[PATCH] drm/amdgpu: add ih waiter on process until checkpoint

Fri Mar 5 21:34:42 UTC 2021

[AMD Official Use Only - Internal Distribution Only]

> -----Original Message-----
> From: Christian König <ckoenig.leichtzumerken at gmail.com>
> Sent: Friday, March 5, 2021 3:18 PM
> To: Kim, Jonathan <Jonathan.Kim at amd.com>; amd-
> gfx at lists.freedesktop.org
> Cc: Yang, Philip <Philip.Yang at amd.com>; Kuehling, Felix
> <Felix.Kuehling at amd.com>; Koenig, Christian <Christian.Koenig at amd.com>
> Subject: Re: [PATCH] drm/amdgpu: add ih waiter on process until checkpoint
>
> [CAUTION: External Email]
>
> Am 05.03.21 um 21:11 schrieb Jonathan Kim:
> > Add IH function to allow caller to wait until ring entries are
> > processed until the checkpoint write pointer.
> >
> > This will be primarily used by HMM to drain pending page fault
> > interrupts before memory unmap to prevent HMM from handling stale
> interrupts.
> >
> > v2: Update title and description to clarify use.
> > Add rptr/wptr wrap counter checks to guarantee ring entries are
> > processed until the checkpoint.
>
> First of all as I said please use a wait_event, busy waiting is a clear NAK.

Who would do the wake though?  Are you suggesting wake be done in amdgpu_ih_process?  Or is waiting happening by the caller and this should go somewhere higher (like amdgpu_amdkfd for example)?

>
> >
> > Signed-off-by: Jonathan Kim <jonathan.kim at amd.com>
> > ---
> >   drivers/gpu/drm/amd/amdgpu/amdgpu_ih.c | 68
> +++++++++++++++++++++++++-
> >   drivers/gpu/drm/amd/amdgpu/amdgpu_ih.h |  2 +
> >   2 files changed, 69 insertions(+), 1 deletion(-)
> >
> > diff --git a/drivers/gpu/drm/amd/amdgpu/amdgpu_ih.c
> > b/drivers/gpu/drm/amd/amdgpu/amdgpu_ih.c
> > index dc852af4f3b7..954518b4fb79 100644
> > --- a/drivers/gpu/drm/amd/amdgpu/amdgpu_ih.c
> > +++ b/drivers/gpu/drm/amd/amdgpu/amdgpu_ih.c
> > @@ -22,7 +22,7 @@
> >    */
> >
> >   #include <linux/dma-mapping.h>
> > -
> > +#include <linux/processor.h>
> >   #include "amdgpu.h"
> >   #include "amdgpu_ih.h"
> >
> > @@ -160,6 +160,72 @@ void amdgpu_ih_ring_write(struct
> amdgpu_ih_ring *ih, const uint32_t *iv,
> >       }
> >   }
> >
> > +/**
> > + * amdgpu_ih_wait_on_checkpoint_process - wait to process IVs up to
> > +checkpoint
> > + *
> > + * @adev: amdgpu_device pointer
> > + * @ih: ih ring to process
> > + *
> > + * Used to ensure ring has processed IVs up to the checkpoint write
> pointer.
> > + */
> > +int amdgpu_ih_wait_on_checkpoint_process(struct amdgpu_device
> *adev,
> > +                                     struct amdgpu_ih_ring *ih) {
> > +     u64 rptr_check, wptr_check, rptr_wrap = 0, wptr_wrap = 0;
> > +     u32 prev_rptr, prev_wptr;
> > +
> > +     if (!ih->enabled || adev->shutdown)
> > +             return -ENODEV;
> > +
> > +     prev_wptr = amdgpu_ih_get_wptr(adev, ih);
> > +     /* Order wptr with rptr. */
> > +     rmb();
> > +     prev_rptr = READ_ONCE(ih->rptr);
> > +     rptr_check = prev_rptr | (rptr_wrap << 32);
> > +     wptr_check = prev_wptr | (wptr_wrap << 32);
>
> Hui what?

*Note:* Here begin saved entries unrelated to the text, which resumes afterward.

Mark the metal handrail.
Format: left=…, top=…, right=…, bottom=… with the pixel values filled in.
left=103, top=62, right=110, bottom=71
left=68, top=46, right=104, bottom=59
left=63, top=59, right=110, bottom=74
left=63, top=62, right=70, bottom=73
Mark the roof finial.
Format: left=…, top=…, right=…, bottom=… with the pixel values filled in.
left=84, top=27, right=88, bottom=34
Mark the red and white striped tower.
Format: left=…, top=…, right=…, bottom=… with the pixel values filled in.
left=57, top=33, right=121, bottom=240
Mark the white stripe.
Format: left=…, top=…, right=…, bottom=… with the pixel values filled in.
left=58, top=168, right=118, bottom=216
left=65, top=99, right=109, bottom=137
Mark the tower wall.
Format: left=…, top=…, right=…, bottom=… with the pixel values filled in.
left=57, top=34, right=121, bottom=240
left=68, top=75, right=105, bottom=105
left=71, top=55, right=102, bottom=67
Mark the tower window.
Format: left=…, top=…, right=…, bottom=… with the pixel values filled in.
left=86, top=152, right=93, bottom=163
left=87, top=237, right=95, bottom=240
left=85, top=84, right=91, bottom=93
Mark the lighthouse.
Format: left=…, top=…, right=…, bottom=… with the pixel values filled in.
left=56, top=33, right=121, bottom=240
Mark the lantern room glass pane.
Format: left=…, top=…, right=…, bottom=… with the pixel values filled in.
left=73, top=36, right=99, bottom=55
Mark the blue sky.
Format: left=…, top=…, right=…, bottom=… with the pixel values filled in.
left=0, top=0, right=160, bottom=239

That check doesn't even make remotely sense to me.

Can you clarify what you meant by creating a new 64 bit compare?
Snip from your last response:

"This way you do something like this:
1. get the wrap around counter.
2. get wptr
3. get rptr
4. compare the wrap around counter with the old one, if it has changed start over with #1
5. Use wrap around counter and rptr/wptr to come up with 64bit values.
6. Compare wptr with rptr/wrap around counter until we are sure the IHs are processed."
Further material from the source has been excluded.